But they were exasperatingly faint, for Dawkins simply did not know what he wanted to happen. He could not picture himself with a hundred thousand pounds in the bank and nothing to do all day. His method of converting jewels into cash had been sufficiently worked out, to his mind, and the execution of it lay immediately before him. But after that, what? Mr. Dawkins did not know. Imprisonment, as penologists discover and announce daily, unfits one for liberty. Mr. Dawkins swore softly to himself and climbed back into bed again, to lie awake until the first daylight began to leak in through the window and the early factory whistles made themselves heard. The life of the lodging-house began to stir again, at last, and Mr. Dawkins sighed with relief and started to put on his trousers. A night he would long remember was finished, and a day, every detail of which he had thought out beforehand, was about to begin.

  Mr. Dawkins paid his little bill, ignoring the landlady’s start of surprise at sight of his haggled hair and missing beard, and came out into the chill morning. A bus, crammed with early workers, took him through the City to the Strand, where he breakfasted at leisure and with some comfort. Next he called at a barber’s, and had himself smartened up. When the barber had finished with him he looked at himself long in the glass. What he saw was strange and unreal to him; he saw a man in the late thirties, his face bronzed and wrinkled, with hard lines round the fierce blue eyes. The mouth, tight shut, would have told a disinterested observer of profound suffering and of grim determination. The upper lip was adorned with a neatly clipped mustache of a golden tawny, and the hair was parted at the side and brushed smoothly away from the knotted forehead. What surprised Dawkins most was the fact that the barber’s attentions had made him look quite like a gentleman, as he put it to himself—a sunburned face and a tall figure and a clipped mustache is the normal English visualization of a gentleman; although he realized how incongruous his well-groomed head looked compared with his slop clothes.

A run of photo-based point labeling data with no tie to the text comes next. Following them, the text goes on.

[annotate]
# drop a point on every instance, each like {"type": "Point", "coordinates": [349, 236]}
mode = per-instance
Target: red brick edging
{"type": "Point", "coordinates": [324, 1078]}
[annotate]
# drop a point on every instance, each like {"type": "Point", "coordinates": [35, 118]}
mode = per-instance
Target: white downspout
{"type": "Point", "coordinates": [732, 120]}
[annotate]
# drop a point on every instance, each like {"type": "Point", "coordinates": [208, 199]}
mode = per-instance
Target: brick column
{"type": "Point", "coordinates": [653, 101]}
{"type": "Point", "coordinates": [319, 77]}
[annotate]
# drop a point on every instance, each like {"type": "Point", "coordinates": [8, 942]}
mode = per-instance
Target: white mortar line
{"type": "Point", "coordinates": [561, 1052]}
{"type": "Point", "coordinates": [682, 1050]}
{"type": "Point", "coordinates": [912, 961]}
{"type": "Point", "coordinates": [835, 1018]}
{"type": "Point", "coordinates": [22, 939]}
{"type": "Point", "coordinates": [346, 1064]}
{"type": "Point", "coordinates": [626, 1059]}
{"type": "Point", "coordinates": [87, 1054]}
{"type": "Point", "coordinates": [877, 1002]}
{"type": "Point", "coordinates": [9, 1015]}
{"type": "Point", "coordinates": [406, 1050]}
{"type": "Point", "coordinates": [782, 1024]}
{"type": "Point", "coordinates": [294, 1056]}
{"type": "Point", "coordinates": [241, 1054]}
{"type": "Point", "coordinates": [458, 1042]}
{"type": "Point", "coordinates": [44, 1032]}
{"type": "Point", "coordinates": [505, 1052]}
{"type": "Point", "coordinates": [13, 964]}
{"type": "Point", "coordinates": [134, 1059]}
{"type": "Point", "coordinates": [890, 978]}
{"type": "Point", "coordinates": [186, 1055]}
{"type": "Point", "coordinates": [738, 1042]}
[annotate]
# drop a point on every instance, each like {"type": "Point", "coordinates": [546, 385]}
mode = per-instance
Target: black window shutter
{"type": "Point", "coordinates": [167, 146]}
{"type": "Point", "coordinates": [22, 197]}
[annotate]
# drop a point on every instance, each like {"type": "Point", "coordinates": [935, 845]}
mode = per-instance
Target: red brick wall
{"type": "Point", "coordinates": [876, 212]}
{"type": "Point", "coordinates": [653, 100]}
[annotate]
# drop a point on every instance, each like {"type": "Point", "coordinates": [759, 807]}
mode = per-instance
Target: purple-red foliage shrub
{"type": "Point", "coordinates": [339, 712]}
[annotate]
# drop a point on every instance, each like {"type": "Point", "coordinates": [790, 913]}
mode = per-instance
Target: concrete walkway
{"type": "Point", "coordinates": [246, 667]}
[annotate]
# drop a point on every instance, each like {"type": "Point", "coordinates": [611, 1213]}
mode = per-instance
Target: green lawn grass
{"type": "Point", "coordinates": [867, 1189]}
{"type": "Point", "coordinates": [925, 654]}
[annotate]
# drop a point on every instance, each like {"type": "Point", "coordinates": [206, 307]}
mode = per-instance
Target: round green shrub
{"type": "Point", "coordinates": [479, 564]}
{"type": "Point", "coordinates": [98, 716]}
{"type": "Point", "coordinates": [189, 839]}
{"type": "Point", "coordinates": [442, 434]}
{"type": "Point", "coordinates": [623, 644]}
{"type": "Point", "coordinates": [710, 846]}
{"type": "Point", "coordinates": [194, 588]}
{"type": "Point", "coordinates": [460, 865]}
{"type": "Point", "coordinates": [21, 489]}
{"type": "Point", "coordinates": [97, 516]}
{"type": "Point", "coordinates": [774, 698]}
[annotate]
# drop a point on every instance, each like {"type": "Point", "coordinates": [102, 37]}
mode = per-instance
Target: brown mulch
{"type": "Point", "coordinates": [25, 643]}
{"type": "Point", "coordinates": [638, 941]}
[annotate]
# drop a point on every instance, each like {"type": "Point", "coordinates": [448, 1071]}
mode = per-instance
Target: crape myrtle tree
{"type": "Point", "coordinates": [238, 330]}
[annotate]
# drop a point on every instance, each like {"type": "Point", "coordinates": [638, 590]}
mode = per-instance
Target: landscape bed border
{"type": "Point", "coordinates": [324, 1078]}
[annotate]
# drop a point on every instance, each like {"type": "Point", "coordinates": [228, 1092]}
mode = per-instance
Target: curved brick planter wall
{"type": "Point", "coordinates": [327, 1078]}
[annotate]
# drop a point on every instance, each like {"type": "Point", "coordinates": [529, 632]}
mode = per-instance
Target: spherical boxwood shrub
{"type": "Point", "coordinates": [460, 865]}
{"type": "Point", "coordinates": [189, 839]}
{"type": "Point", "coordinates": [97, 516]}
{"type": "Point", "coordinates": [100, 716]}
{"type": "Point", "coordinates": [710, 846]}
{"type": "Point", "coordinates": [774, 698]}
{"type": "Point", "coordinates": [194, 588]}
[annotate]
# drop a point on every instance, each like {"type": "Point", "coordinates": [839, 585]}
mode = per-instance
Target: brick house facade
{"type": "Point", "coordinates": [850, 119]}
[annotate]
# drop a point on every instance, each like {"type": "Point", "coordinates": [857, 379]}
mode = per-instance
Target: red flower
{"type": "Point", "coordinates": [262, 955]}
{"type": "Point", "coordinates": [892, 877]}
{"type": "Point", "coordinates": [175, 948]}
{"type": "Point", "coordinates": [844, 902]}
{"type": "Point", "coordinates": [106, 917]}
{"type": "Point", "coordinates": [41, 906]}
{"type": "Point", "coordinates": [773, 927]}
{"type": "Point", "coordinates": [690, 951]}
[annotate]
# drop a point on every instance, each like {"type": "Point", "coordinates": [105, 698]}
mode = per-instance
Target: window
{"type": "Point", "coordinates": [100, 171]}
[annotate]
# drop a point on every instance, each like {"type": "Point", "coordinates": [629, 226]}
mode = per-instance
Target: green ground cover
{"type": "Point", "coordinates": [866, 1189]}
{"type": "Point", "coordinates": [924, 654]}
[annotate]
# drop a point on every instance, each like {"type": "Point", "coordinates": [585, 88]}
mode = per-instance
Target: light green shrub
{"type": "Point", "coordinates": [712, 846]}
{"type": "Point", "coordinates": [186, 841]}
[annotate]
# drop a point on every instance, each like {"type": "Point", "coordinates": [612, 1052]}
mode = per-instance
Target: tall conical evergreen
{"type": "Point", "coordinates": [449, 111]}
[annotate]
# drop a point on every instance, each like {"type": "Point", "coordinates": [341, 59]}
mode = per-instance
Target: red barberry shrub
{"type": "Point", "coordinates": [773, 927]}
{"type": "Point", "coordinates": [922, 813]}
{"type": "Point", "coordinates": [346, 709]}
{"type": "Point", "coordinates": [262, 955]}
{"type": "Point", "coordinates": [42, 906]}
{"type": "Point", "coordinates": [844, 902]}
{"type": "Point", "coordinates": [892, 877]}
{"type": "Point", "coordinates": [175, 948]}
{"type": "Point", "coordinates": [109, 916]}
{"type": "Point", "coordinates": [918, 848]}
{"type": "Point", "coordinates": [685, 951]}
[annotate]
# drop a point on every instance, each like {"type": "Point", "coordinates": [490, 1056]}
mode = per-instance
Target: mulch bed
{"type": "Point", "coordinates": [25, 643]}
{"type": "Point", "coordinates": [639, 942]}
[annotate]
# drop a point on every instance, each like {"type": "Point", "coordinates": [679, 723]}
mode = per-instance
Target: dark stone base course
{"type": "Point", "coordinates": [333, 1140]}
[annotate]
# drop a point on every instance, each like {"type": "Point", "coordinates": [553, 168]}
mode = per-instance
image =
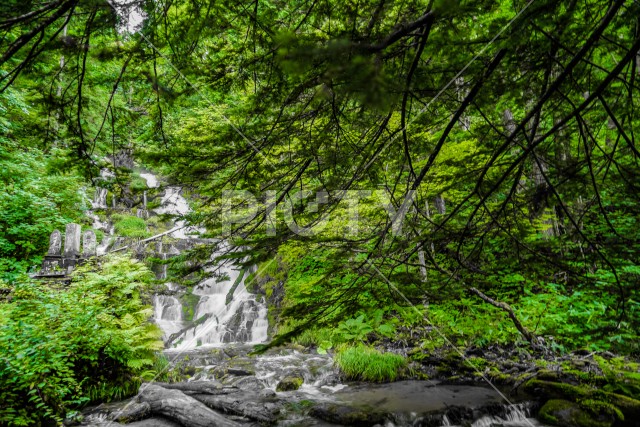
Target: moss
{"type": "Point", "coordinates": [289, 383]}
{"type": "Point", "coordinates": [189, 303]}
{"type": "Point", "coordinates": [629, 408]}
{"type": "Point", "coordinates": [368, 364]}
{"type": "Point", "coordinates": [130, 226]}
{"type": "Point", "coordinates": [598, 407]}
{"type": "Point", "coordinates": [564, 413]}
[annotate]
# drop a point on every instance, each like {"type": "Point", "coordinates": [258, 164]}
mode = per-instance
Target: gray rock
{"type": "Point", "coordinates": [346, 415]}
{"type": "Point", "coordinates": [289, 383]}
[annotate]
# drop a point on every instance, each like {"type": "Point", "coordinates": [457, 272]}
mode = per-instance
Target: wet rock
{"type": "Point", "coordinates": [560, 412]}
{"type": "Point", "coordinates": [199, 387]}
{"type": "Point", "coordinates": [248, 383]}
{"type": "Point", "coordinates": [125, 411]}
{"type": "Point", "coordinates": [267, 393]}
{"type": "Point", "coordinates": [240, 372]}
{"type": "Point", "coordinates": [155, 422]}
{"type": "Point", "coordinates": [248, 405]}
{"type": "Point", "coordinates": [179, 407]}
{"type": "Point", "coordinates": [346, 415]}
{"type": "Point", "coordinates": [134, 412]}
{"type": "Point", "coordinates": [289, 383]}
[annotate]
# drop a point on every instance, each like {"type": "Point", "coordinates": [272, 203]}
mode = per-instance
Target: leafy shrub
{"type": "Point", "coordinates": [130, 226]}
{"type": "Point", "coordinates": [32, 204]}
{"type": "Point", "coordinates": [62, 348]}
{"type": "Point", "coordinates": [368, 364]}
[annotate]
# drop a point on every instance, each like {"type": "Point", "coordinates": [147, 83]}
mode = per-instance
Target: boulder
{"type": "Point", "coordinates": [564, 413]}
{"type": "Point", "coordinates": [289, 383]}
{"type": "Point", "coordinates": [347, 415]}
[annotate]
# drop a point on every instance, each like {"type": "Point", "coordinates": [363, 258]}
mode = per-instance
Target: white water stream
{"type": "Point", "coordinates": [242, 320]}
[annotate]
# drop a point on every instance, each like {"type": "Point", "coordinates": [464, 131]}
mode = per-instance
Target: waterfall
{"type": "Point", "coordinates": [243, 319]}
{"type": "Point", "coordinates": [99, 199]}
{"type": "Point", "coordinates": [225, 312]}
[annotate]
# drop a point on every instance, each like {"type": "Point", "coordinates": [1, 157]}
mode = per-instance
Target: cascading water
{"type": "Point", "coordinates": [225, 311]}
{"type": "Point", "coordinates": [231, 314]}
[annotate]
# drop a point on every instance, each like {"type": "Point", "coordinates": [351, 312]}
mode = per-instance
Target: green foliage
{"type": "Point", "coordinates": [58, 354]}
{"type": "Point", "coordinates": [32, 204]}
{"type": "Point", "coordinates": [364, 363]}
{"type": "Point", "coordinates": [130, 226]}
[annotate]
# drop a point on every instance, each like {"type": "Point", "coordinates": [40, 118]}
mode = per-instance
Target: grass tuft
{"type": "Point", "coordinates": [368, 364]}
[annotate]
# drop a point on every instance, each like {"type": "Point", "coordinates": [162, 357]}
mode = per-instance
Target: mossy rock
{"type": "Point", "coordinates": [289, 383]}
{"type": "Point", "coordinates": [626, 409]}
{"type": "Point", "coordinates": [564, 413]}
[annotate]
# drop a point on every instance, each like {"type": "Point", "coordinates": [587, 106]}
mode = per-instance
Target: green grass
{"type": "Point", "coordinates": [130, 226]}
{"type": "Point", "coordinates": [368, 364]}
{"type": "Point", "coordinates": [313, 337]}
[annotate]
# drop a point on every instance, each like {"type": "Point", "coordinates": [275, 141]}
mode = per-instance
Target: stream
{"type": "Point", "coordinates": [217, 348]}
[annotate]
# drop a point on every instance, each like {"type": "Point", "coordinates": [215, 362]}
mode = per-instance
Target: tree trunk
{"type": "Point", "coordinates": [178, 406]}
{"type": "Point", "coordinates": [506, 307]}
{"type": "Point", "coordinates": [199, 387]}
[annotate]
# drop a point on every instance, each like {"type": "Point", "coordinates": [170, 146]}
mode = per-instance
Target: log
{"type": "Point", "coordinates": [506, 307]}
{"type": "Point", "coordinates": [199, 387]}
{"type": "Point", "coordinates": [177, 406]}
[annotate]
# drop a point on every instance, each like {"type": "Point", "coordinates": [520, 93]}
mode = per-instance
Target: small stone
{"type": "Point", "coordinates": [289, 383]}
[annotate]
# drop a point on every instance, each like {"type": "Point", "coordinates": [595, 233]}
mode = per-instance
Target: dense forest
{"type": "Point", "coordinates": [400, 180]}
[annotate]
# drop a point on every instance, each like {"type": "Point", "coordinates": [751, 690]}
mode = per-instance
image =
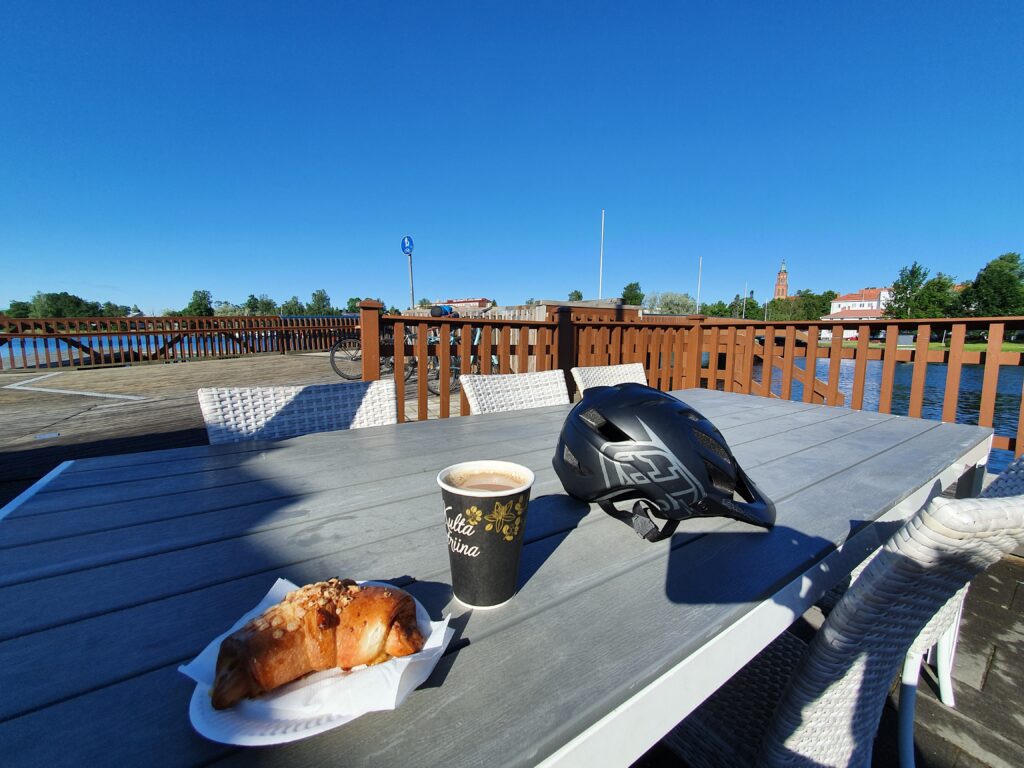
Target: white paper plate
{"type": "Point", "coordinates": [316, 702]}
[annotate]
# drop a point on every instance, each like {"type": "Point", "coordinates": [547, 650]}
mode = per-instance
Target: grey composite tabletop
{"type": "Point", "coordinates": [118, 569]}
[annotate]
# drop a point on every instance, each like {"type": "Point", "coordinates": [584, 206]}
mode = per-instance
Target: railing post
{"type": "Point", "coordinates": [566, 347]}
{"type": "Point", "coordinates": [691, 366]}
{"type": "Point", "coordinates": [370, 338]}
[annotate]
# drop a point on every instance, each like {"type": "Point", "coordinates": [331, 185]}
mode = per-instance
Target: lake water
{"type": "Point", "coordinates": [129, 344]}
{"type": "Point", "coordinates": [1008, 394]}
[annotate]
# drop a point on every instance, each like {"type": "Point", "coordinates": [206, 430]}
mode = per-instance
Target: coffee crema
{"type": "Point", "coordinates": [489, 481]}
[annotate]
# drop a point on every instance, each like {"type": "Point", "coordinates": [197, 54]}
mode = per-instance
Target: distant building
{"type": "Point", "coordinates": [781, 283]}
{"type": "Point", "coordinates": [865, 304]}
{"type": "Point", "coordinates": [461, 304]}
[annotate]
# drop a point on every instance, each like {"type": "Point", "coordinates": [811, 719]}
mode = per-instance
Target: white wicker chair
{"type": "Point", "coordinates": [494, 393]}
{"type": "Point", "coordinates": [936, 645]}
{"type": "Point", "coordinates": [820, 704]}
{"type": "Point", "coordinates": [608, 376]}
{"type": "Point", "coordinates": [235, 414]}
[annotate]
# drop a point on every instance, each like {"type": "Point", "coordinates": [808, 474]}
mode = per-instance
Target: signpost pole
{"type": "Point", "coordinates": [407, 248]}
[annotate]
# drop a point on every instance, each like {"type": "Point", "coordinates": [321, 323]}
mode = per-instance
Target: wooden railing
{"type": "Point", "coordinates": [916, 368]}
{"type": "Point", "coordinates": [83, 342]}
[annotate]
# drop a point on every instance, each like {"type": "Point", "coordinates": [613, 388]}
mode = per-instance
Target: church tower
{"type": "Point", "coordinates": [781, 283]}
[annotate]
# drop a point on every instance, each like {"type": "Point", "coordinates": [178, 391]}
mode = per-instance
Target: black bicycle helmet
{"type": "Point", "coordinates": [632, 441]}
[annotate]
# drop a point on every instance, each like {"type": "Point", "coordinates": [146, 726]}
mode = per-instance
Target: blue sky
{"type": "Point", "coordinates": [147, 150]}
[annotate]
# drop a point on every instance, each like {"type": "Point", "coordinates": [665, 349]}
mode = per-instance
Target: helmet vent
{"type": "Point", "coordinates": [720, 480]}
{"type": "Point", "coordinates": [712, 444]}
{"type": "Point", "coordinates": [568, 458]}
{"type": "Point", "coordinates": [592, 418]}
{"type": "Point", "coordinates": [603, 427]}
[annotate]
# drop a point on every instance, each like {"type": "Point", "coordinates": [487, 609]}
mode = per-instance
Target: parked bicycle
{"type": "Point", "coordinates": [346, 359]}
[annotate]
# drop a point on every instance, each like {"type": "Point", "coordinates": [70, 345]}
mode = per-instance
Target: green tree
{"type": "Point", "coordinates": [320, 303]}
{"type": "Point", "coordinates": [62, 304]}
{"type": "Point", "coordinates": [110, 309]}
{"type": "Point", "coordinates": [902, 302]}
{"type": "Point", "coordinates": [717, 309]}
{"type": "Point", "coordinates": [18, 308]}
{"type": "Point", "coordinates": [997, 291]}
{"type": "Point", "coordinates": [227, 309]}
{"type": "Point", "coordinates": [783, 309]}
{"type": "Point", "coordinates": [263, 305]}
{"type": "Point", "coordinates": [804, 304]}
{"type": "Point", "coordinates": [293, 306]}
{"type": "Point", "coordinates": [747, 307]}
{"type": "Point", "coordinates": [937, 298]}
{"type": "Point", "coordinates": [201, 304]}
{"type": "Point", "coordinates": [632, 294]}
{"type": "Point", "coordinates": [677, 303]}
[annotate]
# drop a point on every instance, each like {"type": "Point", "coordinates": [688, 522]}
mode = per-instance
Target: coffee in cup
{"type": "Point", "coordinates": [485, 515]}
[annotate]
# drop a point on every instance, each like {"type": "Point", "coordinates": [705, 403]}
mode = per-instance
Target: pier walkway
{"type": "Point", "coordinates": [46, 419]}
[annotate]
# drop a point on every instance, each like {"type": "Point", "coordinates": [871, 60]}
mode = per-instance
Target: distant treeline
{"type": "Point", "coordinates": [202, 304]}
{"type": "Point", "coordinates": [66, 305]}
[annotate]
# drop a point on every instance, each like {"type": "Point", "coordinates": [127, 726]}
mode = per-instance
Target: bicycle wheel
{"type": "Point", "coordinates": [346, 358]}
{"type": "Point", "coordinates": [433, 375]}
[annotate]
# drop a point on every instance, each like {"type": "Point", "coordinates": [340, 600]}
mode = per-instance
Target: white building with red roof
{"type": "Point", "coordinates": [867, 303]}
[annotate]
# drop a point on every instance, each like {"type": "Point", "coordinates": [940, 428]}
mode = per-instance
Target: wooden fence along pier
{"type": "Point", "coordinates": [793, 360]}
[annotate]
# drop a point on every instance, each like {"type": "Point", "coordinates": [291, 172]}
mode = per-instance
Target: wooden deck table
{"type": "Point", "coordinates": [116, 570]}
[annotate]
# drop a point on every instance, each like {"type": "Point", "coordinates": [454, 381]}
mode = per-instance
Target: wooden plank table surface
{"type": "Point", "coordinates": [120, 568]}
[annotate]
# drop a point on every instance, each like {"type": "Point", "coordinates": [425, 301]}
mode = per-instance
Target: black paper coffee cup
{"type": "Point", "coordinates": [484, 514]}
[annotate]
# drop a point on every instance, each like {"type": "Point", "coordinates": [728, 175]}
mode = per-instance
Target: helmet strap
{"type": "Point", "coordinates": [639, 518]}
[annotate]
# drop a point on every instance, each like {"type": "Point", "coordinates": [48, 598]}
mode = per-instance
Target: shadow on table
{"type": "Point", "coordinates": [559, 515]}
{"type": "Point", "coordinates": [743, 566]}
{"type": "Point", "coordinates": [747, 567]}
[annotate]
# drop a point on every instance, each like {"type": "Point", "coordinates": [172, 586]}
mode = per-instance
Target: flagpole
{"type": "Point", "coordinates": [699, 269]}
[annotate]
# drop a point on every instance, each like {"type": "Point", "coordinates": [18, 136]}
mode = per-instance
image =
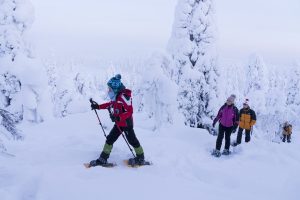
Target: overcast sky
{"type": "Point", "coordinates": [121, 28]}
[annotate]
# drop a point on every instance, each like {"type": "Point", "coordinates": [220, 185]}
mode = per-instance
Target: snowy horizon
{"type": "Point", "coordinates": [244, 28]}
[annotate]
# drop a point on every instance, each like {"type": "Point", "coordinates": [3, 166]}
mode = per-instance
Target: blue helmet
{"type": "Point", "coordinates": [115, 84]}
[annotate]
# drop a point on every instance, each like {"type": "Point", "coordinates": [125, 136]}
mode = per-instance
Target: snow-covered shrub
{"type": "Point", "coordinates": [293, 90]}
{"type": "Point", "coordinates": [193, 53]}
{"type": "Point", "coordinates": [70, 88]}
{"type": "Point", "coordinates": [155, 94]}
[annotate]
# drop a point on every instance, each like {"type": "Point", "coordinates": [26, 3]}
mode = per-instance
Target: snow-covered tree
{"type": "Point", "coordinates": [155, 94]}
{"type": "Point", "coordinates": [193, 52]}
{"type": "Point", "coordinates": [293, 93]}
{"type": "Point", "coordinates": [15, 18]}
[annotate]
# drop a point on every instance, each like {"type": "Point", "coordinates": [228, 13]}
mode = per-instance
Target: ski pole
{"type": "Point", "coordinates": [93, 102]}
{"type": "Point", "coordinates": [121, 132]}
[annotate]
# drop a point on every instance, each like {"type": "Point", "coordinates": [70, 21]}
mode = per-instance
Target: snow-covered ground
{"type": "Point", "coordinates": [48, 165]}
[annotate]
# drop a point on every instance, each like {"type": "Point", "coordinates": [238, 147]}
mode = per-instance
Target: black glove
{"type": "Point", "coordinates": [94, 106]}
{"type": "Point", "coordinates": [114, 118]}
{"type": "Point", "coordinates": [214, 124]}
{"type": "Point", "coordinates": [234, 129]}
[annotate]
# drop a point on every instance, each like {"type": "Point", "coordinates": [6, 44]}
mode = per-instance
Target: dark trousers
{"type": "Point", "coordinates": [224, 131]}
{"type": "Point", "coordinates": [114, 135]}
{"type": "Point", "coordinates": [288, 137]}
{"type": "Point", "coordinates": [240, 135]}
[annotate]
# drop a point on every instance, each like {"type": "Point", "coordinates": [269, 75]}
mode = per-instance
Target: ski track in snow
{"type": "Point", "coordinates": [49, 165]}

  From the barber’s Mr. Dawkins proceeded to a printer’s, where he ordered some plain visiting cards—“Mr. Henry Dawkins”—to be prepared at once, and from the printer’s Mr. Dawkins took his way to a vast and well-advertised gentleman’s outfitters, where commissionaires and shop-walkers received him dubiously. But Mr. Dawkins ignored their doubts, and proceeded to select a complete new set of clothes. In the tailoring department the fitter ran an appreciative eye over Mr. Dawkins’ tall stout figure, and justified the proud boast of his firm’s advertisements by finding at once a suit which fitted him miraculously, forty-two-inch chest and all. He was so pleased that he did not notice the anxious way in which Mr. Dawkins kept watch on his coat while it was off—there was a big parcel of precious stones in one pocket thereof. Mr. Dawkins hesitated a moment over blue and brown and gray, and finally chose navy blue as neatest and least conspicuous. They showed him pretty colored shirts and collars of blue and brown, but Mr. Dawkins chose white for the same reason, and a black tie, and medium weight underwear, and neat black shoes and socks, and a gray soft hat and light overcoat. Gloves and walking stick completed his purchases, and he suffered the assistants to shut him up in a mirror-lined dressing-room to change.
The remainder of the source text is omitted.